Noch am Tag der Haftentlassung warb das MfS Rabe zunächst als Kontaktperson an. Im September 1960 verpflichtete sich der Tierpfleger offiziell als GI „Rudi Waldvogel“.[11] Anfangs setzte das MfS ihn für weitere Ermittlungen im OV „Kulan“ ein. Letztendlich konnte es jedoch keinen Verantwortlichen für die Tiervergiftungen ermitteln und legte den Vorgang im September 1962 ab. Rabe berichtete dem MfS aber weiter über seine Kolleg*innen sowie Tierpark-Direktor Dathe. Erst 1981 endete die inoffizielle Tätigkeit Rabes. Am 19. September stellte das MfS die Zusammenarbeit mit „Rudi Waldvogel“ wegen dessen schwerer Krankheit ein.

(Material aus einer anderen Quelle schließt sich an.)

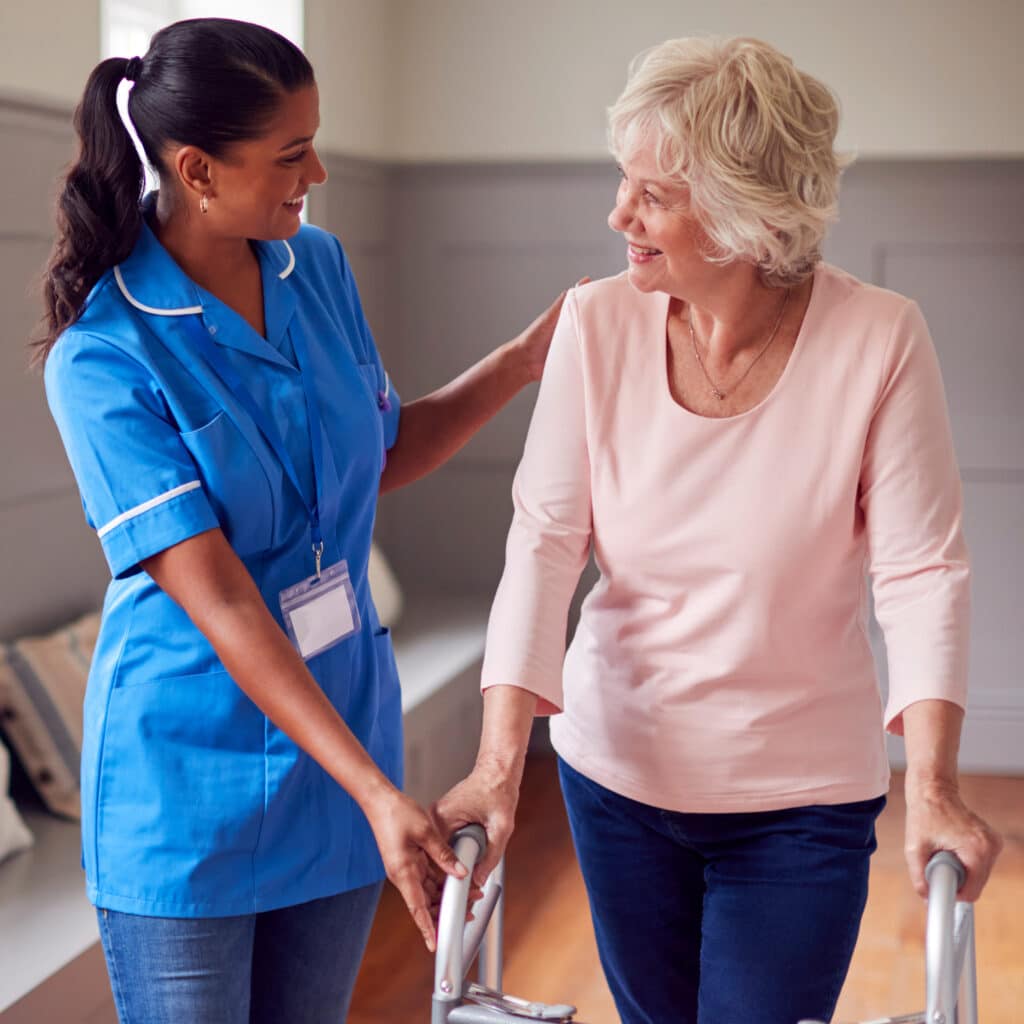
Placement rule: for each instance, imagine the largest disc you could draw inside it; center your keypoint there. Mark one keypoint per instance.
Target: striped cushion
(42, 685)
(14, 835)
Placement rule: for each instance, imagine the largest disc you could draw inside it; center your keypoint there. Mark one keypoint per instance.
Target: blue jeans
(296, 965)
(721, 919)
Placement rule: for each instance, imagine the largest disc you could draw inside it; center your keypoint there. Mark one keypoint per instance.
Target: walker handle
(458, 941)
(949, 961)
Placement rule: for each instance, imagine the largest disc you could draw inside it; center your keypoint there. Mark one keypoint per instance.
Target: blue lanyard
(265, 425)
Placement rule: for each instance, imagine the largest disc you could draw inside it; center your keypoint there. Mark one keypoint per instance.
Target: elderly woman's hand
(487, 797)
(936, 816)
(534, 343)
(938, 819)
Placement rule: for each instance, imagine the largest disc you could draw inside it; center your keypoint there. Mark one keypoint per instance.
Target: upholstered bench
(49, 956)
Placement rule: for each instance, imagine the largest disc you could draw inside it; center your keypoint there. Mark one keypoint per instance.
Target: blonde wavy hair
(753, 139)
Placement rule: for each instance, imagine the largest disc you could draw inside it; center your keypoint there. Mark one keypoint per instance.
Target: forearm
(433, 428)
(931, 733)
(508, 718)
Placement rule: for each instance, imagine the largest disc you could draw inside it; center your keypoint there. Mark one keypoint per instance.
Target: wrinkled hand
(486, 798)
(414, 854)
(536, 340)
(938, 819)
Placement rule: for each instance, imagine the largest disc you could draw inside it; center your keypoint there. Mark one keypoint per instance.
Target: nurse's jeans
(721, 919)
(297, 965)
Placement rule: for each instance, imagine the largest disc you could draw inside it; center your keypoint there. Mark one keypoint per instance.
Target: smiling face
(665, 241)
(257, 188)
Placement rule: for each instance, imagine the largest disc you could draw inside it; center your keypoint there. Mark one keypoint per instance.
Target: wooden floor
(550, 951)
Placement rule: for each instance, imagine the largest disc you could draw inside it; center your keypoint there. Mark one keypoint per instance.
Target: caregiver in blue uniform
(229, 424)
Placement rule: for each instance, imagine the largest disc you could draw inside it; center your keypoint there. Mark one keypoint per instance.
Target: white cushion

Neun Jahre später hörte die DDR auf zu existieren. Seit dem 2. Januar 1992 sind die einst geheimen Stasi-Unterlagen für Betroffene, Wissenschaftler*innen und Medien zugänglich – und damit auch die Akten zu 35 Jahren geheimpolizeilicher Arbeit im Ost-Berliner Tierpark.

 

Der Artikel ist eine gekürzte Version eines Beitrags, den der Autor im Rahmen seiner Tätigkeit beim Bundesarchiv veröffentlicht hat. Dort erschien er erstmals im Juni 2023 online unter dem Titel „Klassenkampf mit Brillenbär und Panda“ (letzter Zugriff: 26.09.2023).


 

[1] Vgl. Maier-Wolthausen, Clemens: Alphamännchen und hohe Tiere. Deutsch-deutsche Beziehungen in Tierpark und Zoo Berlin 1955-1991, Berlin 2022, S. 24, und Mohnhaupt, Jan: Der Zoo der Anderen. Als die Stasi ihr Herz für Brillenbären entdeckte und Helmut Schmidt mit Pandas nachrüstete, München 2017, 69 f.
[2] Vgl. Maier-Wolthausen, S. 17.
[3] Vgl. z. B. die Fotos der MfS-Verwaltung Groß-Berlin (ab 1977 Bezirksverwaltung Berlin) vom Besuch des Leiters der KGB-Regionalverwaltung Moskau, Viktor Iwanowitsch Alidin, im Jahr 1973: BArch, MfS, BV Berlin, Fo, Nr. 550, Bild 8-16, abrufbar in der Stasi-Mediathek (letzter Zugriff: 26.09.2023).
[4] Vgl. Mohnhaupt, S. 127. 
[5] Vgl. ebd., S. 71 f.
[6] Vgl. BArch, MfS, WR Berlin, Nr. 25264, Bl. 27, abrufbar in der Stasi-Mediathek (letzter Zugriff: 26.09.2023).
[7] Vgl. Maier-Wolthausen, S. 128.
[8] Vgl. BArch, MfS, AOP, Nr. 17683/62, Bd. 1, Bl. 24-33, abrufbar in der Stasi-Mediathek (letzter Zugriff: 26.09.2023).
[9] Ein Bericht zur Zimmerdurchsuchung ist überliefert in: BArch, MfS, AOP, Nr. 17683/62, Bd. 1, Bl. 404-405, abrufbar in der Stasi-Mediathek (letzter Zugriff: 26.09.2023).
[10] Vgl. z. B. BArch, MfS, AIM, Nr. 15440/81, Bl. 38, abrufbar in der Stasi-Mediathek (letzter Zugriff: 26.09.2023).
[11] Die Verpflichtungserklärung ist in den IM-Akten zu Günther Rabe überliefert, vgl. BArch, MfS, AIM, Nr. 15440/81, Bl. 69, abrufbar in der Stasi-Mediathek (letzter Zugriff: 26.09.2023).